- Born: Arantza, Navarre, Spain
- Died: Unknown
- Occupations: Military man and Explorer

= Pedro de Aguirre =

Basque Spanish military man and explorer

Pedro de Aguirre was a Basque Spanish military man and explorer. He led the Espinosa-Olivares-Aguirre expedition in Texas.

== Biography ==
Aguirre was born in Arantza, a small town located in the autonomous community of Navarre, Spain, to Pedro de Aguirre and María Sagardia. Aguirre joined the Spanish Navy in his youth and was promoted to captain. Later, he was sent to Coahuila to work at the Presidio de San Juan Bautista del Río Grande del Norte, where he served as a commander.

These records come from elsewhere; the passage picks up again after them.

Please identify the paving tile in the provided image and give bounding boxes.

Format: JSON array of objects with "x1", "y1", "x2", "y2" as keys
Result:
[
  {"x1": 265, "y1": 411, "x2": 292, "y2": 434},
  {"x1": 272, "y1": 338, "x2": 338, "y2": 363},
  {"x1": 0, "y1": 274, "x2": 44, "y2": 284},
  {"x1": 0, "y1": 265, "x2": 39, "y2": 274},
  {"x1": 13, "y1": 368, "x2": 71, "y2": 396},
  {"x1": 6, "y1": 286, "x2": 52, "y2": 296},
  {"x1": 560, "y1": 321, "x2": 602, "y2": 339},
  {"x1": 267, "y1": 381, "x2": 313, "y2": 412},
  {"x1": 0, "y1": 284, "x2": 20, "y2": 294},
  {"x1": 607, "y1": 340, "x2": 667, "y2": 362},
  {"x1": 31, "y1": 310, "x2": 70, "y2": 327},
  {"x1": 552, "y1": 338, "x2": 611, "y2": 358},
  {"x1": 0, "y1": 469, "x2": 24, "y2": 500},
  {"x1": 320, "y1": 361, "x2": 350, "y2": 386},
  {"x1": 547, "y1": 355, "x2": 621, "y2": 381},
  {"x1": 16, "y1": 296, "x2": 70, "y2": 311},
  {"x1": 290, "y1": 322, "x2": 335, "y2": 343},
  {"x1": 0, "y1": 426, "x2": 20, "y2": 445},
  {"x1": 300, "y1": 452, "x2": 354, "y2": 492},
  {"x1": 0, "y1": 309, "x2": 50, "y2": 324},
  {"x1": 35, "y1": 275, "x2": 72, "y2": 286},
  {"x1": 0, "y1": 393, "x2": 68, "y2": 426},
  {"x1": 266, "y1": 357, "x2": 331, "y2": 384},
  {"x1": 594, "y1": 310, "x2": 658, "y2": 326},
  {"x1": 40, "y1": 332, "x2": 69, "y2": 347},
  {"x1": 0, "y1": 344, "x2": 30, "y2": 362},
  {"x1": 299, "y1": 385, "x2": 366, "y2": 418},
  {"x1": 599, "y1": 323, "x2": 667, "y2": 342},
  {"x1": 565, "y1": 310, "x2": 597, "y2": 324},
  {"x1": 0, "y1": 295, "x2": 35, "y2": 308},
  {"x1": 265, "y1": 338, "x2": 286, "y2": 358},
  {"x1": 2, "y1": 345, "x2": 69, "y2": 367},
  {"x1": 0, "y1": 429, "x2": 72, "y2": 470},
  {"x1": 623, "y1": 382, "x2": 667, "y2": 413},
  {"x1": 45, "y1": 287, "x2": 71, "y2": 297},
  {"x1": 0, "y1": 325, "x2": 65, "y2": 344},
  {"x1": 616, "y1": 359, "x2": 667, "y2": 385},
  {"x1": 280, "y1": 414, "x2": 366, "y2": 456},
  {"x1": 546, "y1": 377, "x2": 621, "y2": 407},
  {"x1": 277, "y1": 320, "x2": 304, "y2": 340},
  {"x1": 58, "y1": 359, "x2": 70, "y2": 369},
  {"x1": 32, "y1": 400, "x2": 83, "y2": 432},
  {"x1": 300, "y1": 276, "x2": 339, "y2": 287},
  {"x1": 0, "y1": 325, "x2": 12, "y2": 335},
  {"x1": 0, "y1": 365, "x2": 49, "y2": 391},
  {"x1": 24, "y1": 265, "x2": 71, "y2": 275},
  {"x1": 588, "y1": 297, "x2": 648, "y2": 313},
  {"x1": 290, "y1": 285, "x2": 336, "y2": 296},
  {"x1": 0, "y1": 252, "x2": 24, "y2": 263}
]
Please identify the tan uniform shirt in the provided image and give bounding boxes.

In 1708 he was elected by a council to lead the expedition of Antonio de Olivares and Isidro de Espinosa to San Antonio, Texas and the Colorado River of Texas. The expeditionary team included fourteen soldiers. The purpose of the expedition was to establish a colony in San Antonio and make an agreement with the Tejas Indians, a Native American people who had been sighted on the banks of the Colorado River of Texas. This agreement would require the Tejas to monitor the territory and inform the explorers if the French were trading there as they suspected (since the French wanted to occupy Texas and trade between Latin America and foreign territories was illegal).

The group began its journey on April 5, 1709 at the San Juan Bautista mission on the Sabinas River (in present-day Mexico).

Upon arriving in San Antonio, they explored the region. In this place, they discovered the San Pedro Springs and the San Antonio de Padua river, which were named with their modern names. As they progressed on their journey, the group made contact with several indigenous peoples they did not know, particularly with the Yojuanes and their allies, the Simonos and the Tusonibi. The Amerindians insisted on taking the group to their villages, located along the Rio Brazos, and introducing them to their families. However, they declined the invitation.

On April 19, they arrived at the Colorado River, but did not find any Tejas. On April 28, after the failure of their last mission, the group left the region and took the road back to San Juan Bautista.